Eben Kirksey – Deakin University
Viral Politics and Microbiopolitics
Viruses are disrupting conventional political sensibilities. The force of these invisible agents has reverberated across scales—interrupting molecular processes within cells, the predictable functioning of organs and bodies, as well as political, economic, and cultural systems. Public health officials have tried to “combat” the novel coronavirus, mobilizing rhetoric about warfare, as they brought everyday life to a standstill. As global health biosecurity programs have failed to achieve a final solution, experiments in living with the virus are underway around the world. Mass mortality events have been shaped by racism, capitalism and colonialism.
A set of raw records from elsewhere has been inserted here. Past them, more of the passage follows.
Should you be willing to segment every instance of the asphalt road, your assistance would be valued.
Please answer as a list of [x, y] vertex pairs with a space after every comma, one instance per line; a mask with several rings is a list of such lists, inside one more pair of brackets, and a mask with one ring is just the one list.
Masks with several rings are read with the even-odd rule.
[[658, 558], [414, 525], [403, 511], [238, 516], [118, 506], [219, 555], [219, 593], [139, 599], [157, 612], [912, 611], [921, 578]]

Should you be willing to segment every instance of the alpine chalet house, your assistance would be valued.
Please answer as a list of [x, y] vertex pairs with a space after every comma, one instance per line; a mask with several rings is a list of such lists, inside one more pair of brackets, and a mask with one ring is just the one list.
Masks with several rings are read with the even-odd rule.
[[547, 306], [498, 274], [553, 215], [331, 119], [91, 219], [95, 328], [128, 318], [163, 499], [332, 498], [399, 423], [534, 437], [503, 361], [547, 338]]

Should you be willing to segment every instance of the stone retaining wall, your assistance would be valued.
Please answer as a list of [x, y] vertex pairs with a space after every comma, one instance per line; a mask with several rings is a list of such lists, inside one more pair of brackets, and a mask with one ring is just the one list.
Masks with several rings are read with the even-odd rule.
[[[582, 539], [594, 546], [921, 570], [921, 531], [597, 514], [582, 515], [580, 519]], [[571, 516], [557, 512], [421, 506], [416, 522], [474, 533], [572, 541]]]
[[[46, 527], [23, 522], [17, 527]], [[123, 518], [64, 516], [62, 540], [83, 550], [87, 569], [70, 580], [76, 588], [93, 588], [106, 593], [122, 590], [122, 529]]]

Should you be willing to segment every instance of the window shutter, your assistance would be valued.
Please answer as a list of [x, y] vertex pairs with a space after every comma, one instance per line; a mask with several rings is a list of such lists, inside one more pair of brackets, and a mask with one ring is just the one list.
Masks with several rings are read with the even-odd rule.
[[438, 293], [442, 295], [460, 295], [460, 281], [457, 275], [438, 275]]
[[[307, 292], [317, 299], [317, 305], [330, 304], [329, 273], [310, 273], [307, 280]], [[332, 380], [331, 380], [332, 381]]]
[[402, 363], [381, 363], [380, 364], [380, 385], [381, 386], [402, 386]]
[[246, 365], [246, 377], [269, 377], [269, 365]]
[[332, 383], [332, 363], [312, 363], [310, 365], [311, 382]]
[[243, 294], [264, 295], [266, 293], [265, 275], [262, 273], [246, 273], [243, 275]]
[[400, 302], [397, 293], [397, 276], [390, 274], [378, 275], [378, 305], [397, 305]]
Newly recognized essential workers are being propelled into dangerous and vulnerable situations. Fake news and disinformation has gone viral. Scientific knowledge has taken on new political significance. As people protest lockdown restrictions, modes of knowing, being, and living are at stake. A global “anthro pause” took place, as relations among humans, animals, plants, and ecological systems were reconfigured on a planetary scale. Perhaps the figure of Gaia has intruded, interrupting modernist epistemologies and ontologies that separate nature from culture, the human from the non-human. If certain modes of human existence were tolerated by planetary ecologies in the before time, now might be the time to recognize that previous configurations are untenable.